O Museu do Prado de Madri reúne um acervo de pintura dos mais importantes da Europa, mais especialmente de pintores espanhóis cujos nomes simbolizam o que há de melhor na pintura universal, como Diego Velásquez, Francisco Goya, José Ribera e Murillo entre outros. Sem esquecer que Salvador Dali e Pablo Picasso também eram espanhóis.



Murillo: Autorretrato, 1670, óleo sobre tela
O conjunto dos quadros, segundo o portal do Museu, são “um excelente testemunho de alguns dos projetos artísticos mais importantes que aconteceram em Sevilha naquele período, que coloca o espectador dentro do coração do Barroco sevilhano e sua fusão entre arte, religiosidade e cultura”.

Além de obras que pertenceram a Justino de Neve, um cônego da igreja de Sevilha, Murillo também fez pinturas para a igreja de Santa Maria La Blanca, para a catedral e para o Hospital dos Veneráveis Sacerdotes.

Justino de Neve, além de amigo de Murillo, foi seu mecenas em algumas das pinturas mais importantes, como por exemplo as da Fundação de Santa Maria Maior, três dos quais foram restaurados para esta exposição. Também estão lá na mostra a Alegoria da primavera (A florista), e O verão, entre outras.

Justino de Neve adquiriu em sua vida pelo menos 18 quadros de Murillo, entre os quais seu retrato, executado pelo pintor. Inspirado em artistas italianos e em Van Dyck, Murillo retratou Justino de Neve com elegância e grandeza.
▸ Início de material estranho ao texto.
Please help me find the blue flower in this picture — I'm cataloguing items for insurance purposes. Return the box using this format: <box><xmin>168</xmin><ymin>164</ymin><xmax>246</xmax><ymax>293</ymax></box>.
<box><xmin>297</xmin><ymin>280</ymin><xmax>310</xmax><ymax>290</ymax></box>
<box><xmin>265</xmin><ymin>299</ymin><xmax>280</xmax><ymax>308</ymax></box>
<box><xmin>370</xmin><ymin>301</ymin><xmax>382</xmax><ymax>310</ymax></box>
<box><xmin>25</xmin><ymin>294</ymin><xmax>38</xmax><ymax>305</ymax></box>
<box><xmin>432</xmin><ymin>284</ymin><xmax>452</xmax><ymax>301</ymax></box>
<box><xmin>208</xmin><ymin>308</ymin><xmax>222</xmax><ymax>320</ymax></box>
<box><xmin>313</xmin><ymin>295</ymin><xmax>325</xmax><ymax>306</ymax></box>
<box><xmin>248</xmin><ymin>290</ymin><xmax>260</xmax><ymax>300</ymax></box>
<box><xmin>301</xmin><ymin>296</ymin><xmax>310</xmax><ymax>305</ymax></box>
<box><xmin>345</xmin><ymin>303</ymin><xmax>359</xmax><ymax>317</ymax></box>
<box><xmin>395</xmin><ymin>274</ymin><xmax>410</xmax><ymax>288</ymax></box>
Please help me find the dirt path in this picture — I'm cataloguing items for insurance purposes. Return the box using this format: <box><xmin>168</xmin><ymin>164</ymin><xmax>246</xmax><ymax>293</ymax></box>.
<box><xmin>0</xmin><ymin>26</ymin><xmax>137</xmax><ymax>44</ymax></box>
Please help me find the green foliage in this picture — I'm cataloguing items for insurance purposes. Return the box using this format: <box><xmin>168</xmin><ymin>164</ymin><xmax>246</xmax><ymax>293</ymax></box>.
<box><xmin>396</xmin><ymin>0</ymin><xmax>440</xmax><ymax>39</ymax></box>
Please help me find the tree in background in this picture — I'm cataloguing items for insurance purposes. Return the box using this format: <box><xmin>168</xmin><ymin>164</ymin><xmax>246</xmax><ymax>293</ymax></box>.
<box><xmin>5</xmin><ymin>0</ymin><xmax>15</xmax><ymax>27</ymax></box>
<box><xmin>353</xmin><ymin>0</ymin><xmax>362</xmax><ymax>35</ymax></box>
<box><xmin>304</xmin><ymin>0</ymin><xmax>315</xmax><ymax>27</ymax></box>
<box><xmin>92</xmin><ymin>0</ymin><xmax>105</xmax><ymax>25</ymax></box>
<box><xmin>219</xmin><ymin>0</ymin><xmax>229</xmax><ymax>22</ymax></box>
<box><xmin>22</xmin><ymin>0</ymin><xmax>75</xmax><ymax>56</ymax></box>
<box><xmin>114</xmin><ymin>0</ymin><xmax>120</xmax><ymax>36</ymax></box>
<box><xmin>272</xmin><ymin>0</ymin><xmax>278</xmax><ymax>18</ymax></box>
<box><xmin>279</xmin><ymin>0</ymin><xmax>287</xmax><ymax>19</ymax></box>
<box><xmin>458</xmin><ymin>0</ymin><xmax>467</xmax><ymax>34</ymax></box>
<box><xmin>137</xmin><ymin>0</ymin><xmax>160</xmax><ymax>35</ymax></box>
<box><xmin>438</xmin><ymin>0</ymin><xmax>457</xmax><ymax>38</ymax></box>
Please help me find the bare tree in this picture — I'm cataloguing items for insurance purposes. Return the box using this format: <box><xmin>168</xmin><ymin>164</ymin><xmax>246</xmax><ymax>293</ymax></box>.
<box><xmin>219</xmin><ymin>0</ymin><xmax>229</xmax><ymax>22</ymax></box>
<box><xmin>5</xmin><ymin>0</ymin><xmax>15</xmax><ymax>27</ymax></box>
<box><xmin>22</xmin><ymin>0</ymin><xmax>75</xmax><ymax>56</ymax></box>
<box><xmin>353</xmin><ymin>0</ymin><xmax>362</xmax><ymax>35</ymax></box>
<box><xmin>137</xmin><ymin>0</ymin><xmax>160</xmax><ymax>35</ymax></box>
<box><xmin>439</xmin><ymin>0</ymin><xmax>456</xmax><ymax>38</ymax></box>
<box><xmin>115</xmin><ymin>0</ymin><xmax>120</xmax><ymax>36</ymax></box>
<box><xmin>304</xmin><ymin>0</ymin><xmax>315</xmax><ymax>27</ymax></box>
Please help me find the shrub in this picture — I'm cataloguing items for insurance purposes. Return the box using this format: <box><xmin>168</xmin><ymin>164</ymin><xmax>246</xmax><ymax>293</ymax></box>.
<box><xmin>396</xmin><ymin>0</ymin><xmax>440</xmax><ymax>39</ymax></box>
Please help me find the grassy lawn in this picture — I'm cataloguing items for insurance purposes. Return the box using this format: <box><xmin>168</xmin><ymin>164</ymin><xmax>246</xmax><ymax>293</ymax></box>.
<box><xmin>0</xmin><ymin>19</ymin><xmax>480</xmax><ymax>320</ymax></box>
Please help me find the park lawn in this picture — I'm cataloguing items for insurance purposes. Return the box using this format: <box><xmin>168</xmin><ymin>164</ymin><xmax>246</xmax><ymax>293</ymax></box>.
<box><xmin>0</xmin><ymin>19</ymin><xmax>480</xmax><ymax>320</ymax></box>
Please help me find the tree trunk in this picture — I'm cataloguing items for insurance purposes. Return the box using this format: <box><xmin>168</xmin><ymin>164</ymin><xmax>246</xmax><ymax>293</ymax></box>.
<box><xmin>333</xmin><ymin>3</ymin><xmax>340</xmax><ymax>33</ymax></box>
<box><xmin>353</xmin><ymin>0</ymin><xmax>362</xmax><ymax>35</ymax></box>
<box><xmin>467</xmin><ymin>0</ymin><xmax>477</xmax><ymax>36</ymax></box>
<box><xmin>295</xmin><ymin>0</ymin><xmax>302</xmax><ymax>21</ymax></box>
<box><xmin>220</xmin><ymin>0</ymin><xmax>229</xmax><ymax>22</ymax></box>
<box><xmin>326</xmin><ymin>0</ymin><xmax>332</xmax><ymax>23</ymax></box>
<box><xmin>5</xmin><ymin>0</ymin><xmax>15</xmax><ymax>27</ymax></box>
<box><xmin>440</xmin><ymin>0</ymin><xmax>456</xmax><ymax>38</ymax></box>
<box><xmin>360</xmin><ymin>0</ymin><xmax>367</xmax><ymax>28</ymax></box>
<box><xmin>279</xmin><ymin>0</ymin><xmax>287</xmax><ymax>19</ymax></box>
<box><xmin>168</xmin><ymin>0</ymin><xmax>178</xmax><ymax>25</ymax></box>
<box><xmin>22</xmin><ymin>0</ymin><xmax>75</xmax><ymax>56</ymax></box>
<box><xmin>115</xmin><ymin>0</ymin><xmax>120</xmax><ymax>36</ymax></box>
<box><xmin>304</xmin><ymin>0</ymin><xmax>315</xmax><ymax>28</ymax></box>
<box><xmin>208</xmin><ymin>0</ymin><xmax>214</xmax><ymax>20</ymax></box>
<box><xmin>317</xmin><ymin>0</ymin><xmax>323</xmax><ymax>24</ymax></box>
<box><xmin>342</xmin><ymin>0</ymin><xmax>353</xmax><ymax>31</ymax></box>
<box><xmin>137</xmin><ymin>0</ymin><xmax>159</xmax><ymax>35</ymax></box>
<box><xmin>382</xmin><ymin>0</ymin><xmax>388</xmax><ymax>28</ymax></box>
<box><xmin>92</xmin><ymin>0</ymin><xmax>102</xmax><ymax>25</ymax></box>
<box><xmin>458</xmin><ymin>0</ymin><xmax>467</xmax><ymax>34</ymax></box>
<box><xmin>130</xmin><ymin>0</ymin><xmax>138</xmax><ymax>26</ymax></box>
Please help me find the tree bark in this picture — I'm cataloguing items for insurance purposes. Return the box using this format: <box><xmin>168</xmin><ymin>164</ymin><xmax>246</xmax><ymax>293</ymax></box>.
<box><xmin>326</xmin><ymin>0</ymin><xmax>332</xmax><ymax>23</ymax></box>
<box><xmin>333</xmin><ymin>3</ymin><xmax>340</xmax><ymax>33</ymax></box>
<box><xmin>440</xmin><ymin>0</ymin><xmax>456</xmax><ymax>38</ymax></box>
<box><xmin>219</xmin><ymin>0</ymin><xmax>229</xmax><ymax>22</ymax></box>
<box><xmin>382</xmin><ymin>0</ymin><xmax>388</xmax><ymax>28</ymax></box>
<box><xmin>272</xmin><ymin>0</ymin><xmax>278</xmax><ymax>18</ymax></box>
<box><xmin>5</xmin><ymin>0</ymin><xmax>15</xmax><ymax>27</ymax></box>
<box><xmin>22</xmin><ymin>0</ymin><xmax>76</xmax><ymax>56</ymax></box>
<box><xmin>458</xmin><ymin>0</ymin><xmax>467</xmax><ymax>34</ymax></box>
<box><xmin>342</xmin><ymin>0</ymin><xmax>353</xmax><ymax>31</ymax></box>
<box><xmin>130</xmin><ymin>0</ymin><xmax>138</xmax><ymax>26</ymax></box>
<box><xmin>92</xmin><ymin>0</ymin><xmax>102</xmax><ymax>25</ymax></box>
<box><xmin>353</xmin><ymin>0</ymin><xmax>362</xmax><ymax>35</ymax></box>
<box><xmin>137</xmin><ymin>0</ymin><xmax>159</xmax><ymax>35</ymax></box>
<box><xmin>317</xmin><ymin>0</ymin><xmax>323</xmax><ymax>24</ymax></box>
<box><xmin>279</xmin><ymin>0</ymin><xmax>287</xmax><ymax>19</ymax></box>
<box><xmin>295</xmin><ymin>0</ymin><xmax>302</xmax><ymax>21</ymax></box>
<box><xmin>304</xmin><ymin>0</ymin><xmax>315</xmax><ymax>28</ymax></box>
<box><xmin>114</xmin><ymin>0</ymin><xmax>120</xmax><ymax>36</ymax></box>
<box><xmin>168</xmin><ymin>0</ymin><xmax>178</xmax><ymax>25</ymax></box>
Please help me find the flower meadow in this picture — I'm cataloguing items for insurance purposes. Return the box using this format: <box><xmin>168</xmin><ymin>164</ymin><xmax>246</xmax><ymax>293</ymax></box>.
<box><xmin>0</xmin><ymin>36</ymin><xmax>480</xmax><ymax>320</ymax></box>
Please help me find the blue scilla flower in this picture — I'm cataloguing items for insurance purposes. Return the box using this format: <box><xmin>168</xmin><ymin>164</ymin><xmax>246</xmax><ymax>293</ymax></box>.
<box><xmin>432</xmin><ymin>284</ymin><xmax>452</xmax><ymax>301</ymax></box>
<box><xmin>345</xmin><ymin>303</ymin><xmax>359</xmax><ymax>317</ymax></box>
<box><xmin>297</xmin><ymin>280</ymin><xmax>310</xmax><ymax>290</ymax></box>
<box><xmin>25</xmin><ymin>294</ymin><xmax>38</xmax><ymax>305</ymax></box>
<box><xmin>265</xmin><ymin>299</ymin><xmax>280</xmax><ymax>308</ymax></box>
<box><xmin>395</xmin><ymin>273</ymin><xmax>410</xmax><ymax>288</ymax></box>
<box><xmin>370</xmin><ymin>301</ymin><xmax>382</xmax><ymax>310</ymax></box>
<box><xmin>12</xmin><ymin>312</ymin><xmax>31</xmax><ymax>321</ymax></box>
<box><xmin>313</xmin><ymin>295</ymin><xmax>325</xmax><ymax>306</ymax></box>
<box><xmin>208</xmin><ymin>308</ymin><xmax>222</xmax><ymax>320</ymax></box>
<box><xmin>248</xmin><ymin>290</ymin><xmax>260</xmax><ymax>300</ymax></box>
Murillo: retrato de Dom Justino de Neve,
óleo sobre tela
Quando estive em Paris, em 2011, pude ver de perto “O pequeno mendigo” de Murillo, justamente quando um copista do Museu do Louvre pintava uma cópia dele. Murillo possuía especial sensibilidade para pintar crianças, e nessa mostra atual em Madri, pode-se apreciar seu “São João menino com um cordeiro”, que também tinha pertencido a Justino de Neve.

Há também um autorretrato de Murillo e, segundo o texto que apresenta a exposição, é “junto ao de Velázquez em ‘As Meninas’, um dos mais sofisticados e influentes retratos de artistas da Espanha do século XVII.”

Breve biografia

Bartolomé Esteban Murillo nasceu em Sevilha (Espanha) em 1617 e faleceu a 3 de abril de 1682. Foi um pintor barroco espanhol, figurando ao lado de outros grandes mestres: Caravaggio, Rubens, Rembrandt, Vermeer e Zurbarán.

Com uma característica realista, Murillo estava imerso dentro da fase plena do Barroco, mas alguns críticos dizem que ele poderia já ser um prenúncio do futuro estilo rococó, praticado pelo francês Fragonard, muito mais tarde.

Figura central da escola de pintura de Sevilha, Murillo teve muitos discípulos e seguidores de seu estilo, levando sua influência até o século XVIII. Ele foi também o pintor espanhol melhor conhecido e mais apreciado fora de seu país, no mesmo período.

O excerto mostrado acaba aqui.